Flexhaug was born in 1918 on the family farm outside of the small town of Climax, Saskatchewan, and it’s unclear where his inclination toward art began. Nancy Tousley, co-curator of his exhibition along with Peter White, admits as much. “He was a farm boy with no education who decided, for reasons I have no knowledge of, that he wanted to become a painter,” Tousley explained. Beginning his career in Climax in 1938, Flexhaug started out by setting up shop and studio in front of the dry goods and hardware store on Saturdays. “Flexie,” as he became affectionately known, “would paint outside and sell works as he painted them,” explained Tousley. “He was a speed painter.” His business expanded—Flexhaug began painting at summer resorts at lakes in Saskatchewan, eventually moving around through small towns in Saskatchewan, Alberta and British Columbia, making and selling versions of his signature scene.

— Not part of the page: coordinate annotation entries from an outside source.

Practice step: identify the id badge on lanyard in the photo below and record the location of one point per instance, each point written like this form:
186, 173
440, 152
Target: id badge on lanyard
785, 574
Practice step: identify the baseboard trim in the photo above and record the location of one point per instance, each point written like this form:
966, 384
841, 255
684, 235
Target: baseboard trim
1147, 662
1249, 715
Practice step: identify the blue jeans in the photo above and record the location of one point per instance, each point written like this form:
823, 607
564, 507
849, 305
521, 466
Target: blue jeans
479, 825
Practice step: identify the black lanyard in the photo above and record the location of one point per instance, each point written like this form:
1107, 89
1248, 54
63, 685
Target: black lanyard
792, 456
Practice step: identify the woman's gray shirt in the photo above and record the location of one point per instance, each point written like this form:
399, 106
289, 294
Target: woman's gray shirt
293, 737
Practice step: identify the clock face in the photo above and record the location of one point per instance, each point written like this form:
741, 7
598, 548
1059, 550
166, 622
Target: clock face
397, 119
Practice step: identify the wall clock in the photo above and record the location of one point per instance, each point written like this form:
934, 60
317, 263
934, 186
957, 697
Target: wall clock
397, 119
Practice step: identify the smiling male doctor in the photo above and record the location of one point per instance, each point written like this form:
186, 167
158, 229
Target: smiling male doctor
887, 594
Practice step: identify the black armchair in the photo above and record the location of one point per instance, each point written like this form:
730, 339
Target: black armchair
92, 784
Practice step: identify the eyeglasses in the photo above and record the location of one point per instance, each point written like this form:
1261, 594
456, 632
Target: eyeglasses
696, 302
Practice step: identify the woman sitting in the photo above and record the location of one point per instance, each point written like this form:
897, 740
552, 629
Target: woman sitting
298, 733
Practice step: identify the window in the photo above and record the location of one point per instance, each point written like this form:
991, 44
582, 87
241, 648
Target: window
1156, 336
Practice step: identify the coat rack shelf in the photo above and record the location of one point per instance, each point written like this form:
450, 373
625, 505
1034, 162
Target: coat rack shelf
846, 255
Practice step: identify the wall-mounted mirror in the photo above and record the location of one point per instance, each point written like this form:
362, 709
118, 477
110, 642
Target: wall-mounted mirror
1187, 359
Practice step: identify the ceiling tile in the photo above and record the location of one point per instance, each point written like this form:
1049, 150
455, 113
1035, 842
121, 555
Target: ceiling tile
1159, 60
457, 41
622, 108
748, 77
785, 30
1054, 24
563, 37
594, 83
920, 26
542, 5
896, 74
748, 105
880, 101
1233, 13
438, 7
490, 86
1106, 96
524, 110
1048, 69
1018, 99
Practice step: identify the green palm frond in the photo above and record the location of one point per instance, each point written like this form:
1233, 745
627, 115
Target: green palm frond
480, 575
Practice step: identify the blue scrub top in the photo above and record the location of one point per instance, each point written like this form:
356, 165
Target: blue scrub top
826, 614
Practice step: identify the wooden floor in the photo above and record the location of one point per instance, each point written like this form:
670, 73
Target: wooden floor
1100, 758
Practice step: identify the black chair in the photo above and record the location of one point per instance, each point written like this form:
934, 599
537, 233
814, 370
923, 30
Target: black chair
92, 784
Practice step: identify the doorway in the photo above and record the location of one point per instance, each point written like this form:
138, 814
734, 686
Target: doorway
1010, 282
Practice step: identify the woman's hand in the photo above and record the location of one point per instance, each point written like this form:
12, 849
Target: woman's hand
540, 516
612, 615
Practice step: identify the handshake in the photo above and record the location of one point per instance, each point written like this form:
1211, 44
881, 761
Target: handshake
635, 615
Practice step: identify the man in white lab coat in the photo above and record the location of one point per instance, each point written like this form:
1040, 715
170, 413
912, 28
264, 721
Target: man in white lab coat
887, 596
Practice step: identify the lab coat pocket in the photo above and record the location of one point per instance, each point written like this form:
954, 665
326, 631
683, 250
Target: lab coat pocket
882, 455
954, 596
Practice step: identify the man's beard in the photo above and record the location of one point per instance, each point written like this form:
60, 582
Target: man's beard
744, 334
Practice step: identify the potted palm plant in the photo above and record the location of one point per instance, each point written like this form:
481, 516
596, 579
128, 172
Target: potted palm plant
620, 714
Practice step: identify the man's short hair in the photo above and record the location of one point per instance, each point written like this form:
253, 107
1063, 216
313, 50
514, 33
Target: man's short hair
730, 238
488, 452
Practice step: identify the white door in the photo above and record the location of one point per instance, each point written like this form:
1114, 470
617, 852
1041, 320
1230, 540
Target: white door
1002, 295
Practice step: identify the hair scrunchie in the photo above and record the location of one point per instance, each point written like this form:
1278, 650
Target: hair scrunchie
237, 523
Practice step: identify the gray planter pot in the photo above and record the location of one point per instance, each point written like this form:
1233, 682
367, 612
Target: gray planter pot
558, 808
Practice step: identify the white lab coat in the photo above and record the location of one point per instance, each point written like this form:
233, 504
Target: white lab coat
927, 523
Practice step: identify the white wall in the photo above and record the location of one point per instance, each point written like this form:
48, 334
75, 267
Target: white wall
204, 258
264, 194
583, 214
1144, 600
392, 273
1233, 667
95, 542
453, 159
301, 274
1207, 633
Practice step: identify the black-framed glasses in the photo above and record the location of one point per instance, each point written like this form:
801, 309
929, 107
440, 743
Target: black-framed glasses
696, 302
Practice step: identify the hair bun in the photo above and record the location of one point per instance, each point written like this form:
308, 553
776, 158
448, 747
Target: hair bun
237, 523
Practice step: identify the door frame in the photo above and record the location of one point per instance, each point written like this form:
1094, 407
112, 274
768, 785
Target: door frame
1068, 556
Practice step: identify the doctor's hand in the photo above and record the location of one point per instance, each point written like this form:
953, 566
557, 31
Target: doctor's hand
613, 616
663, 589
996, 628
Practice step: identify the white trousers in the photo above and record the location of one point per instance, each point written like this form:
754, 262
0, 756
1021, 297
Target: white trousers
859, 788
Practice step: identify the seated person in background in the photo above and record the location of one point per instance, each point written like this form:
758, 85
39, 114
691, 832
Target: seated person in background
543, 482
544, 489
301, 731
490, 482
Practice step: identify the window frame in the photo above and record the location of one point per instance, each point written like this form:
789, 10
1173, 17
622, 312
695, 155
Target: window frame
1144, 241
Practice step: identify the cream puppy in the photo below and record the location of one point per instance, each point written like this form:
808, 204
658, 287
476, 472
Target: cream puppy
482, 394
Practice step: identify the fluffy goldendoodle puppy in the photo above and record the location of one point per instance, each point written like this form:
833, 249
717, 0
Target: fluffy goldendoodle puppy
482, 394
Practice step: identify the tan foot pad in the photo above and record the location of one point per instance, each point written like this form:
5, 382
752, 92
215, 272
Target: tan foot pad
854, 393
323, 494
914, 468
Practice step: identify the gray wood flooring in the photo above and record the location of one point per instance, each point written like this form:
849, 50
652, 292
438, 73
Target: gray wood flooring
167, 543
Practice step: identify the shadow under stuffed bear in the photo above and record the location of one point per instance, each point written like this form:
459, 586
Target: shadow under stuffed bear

Painter David Thauberger, a Flexhaug collector and enthusiast, first introduced Tousley to Flexhaug’s work. “I don’t think we would know of Flexie had he not been collected by artists,” explained Tousley. “That’s how I first learned about him, that’s how Peter White first learned about him. I got my first Flexie from Chris Cran, and David Thauberger gave me my second—and they found them at Value Village.” Flexhaug’s standing, as a painter’s painter, appealed to Timothy Long, head curator of the MacKenzie Art Gallery: “One of the main reasons we took the exhibition was our major exhibition of the work of David Thauberger, who has shaped the parameters of Canadian landscape painting. David has described his work as an attempt at ‘genuine simulation,’ and you see that Flexhaug is one of those artists whose work is formulaic, but feels genuine at the same time. It’s a quality that David picked up on, and it resonates with a surprising number of artists.”
Though Flexhaug’s works can be spotted in Value Villages, it would be a stretch to consider him an outsider artist. His composition, in particular, evinces an awareness of art history. “The iconography is right out of the picturesque tradition,” noted Tousley. “I’m not quite sure exactly where he came in contact with it, because it was everywhere. It was a pictorial tradition that people were familiar with. What he did was stylize it, and rendered it quite beautifully given the limitations within which he worked.”
Tousley and White plan to capitalize on Flexhaug’s stylistically irregular work within the show. “It really is an installation rather than an exhibition design that you’re used to seeing,” said Tousley. Installed across three galleries, the 467 works will be hung in a largely continuous band across the walls, with a three-foot horizon line above the floor, above which a grid of paintings will be arranged. It’s an approach that Tousley and White hope will emphasis the breadth and consistency of Flexhaug’s output. “Every painting is quite fresh,” noted Tousley. “There is very little about them that is slap dash.”
And so, more than 40 years after his death, Flexhaug, the travelling salesman of Canadian art, has finally been given his big solo exhibition—an outcome that even Flexhaug himself couldn’t have predicted. But perhaps the story shouldn’t be quite so surprising—despite Flexhaug’s handmade mass production, his work transcends its circumstances. “The individual works have a strong sense of appeal as paintings,” said Tousley. “They were made at a time when people were in fairly dire straits living on the prairies. They gave people a haven, a mental resting space that could be quite comforting.”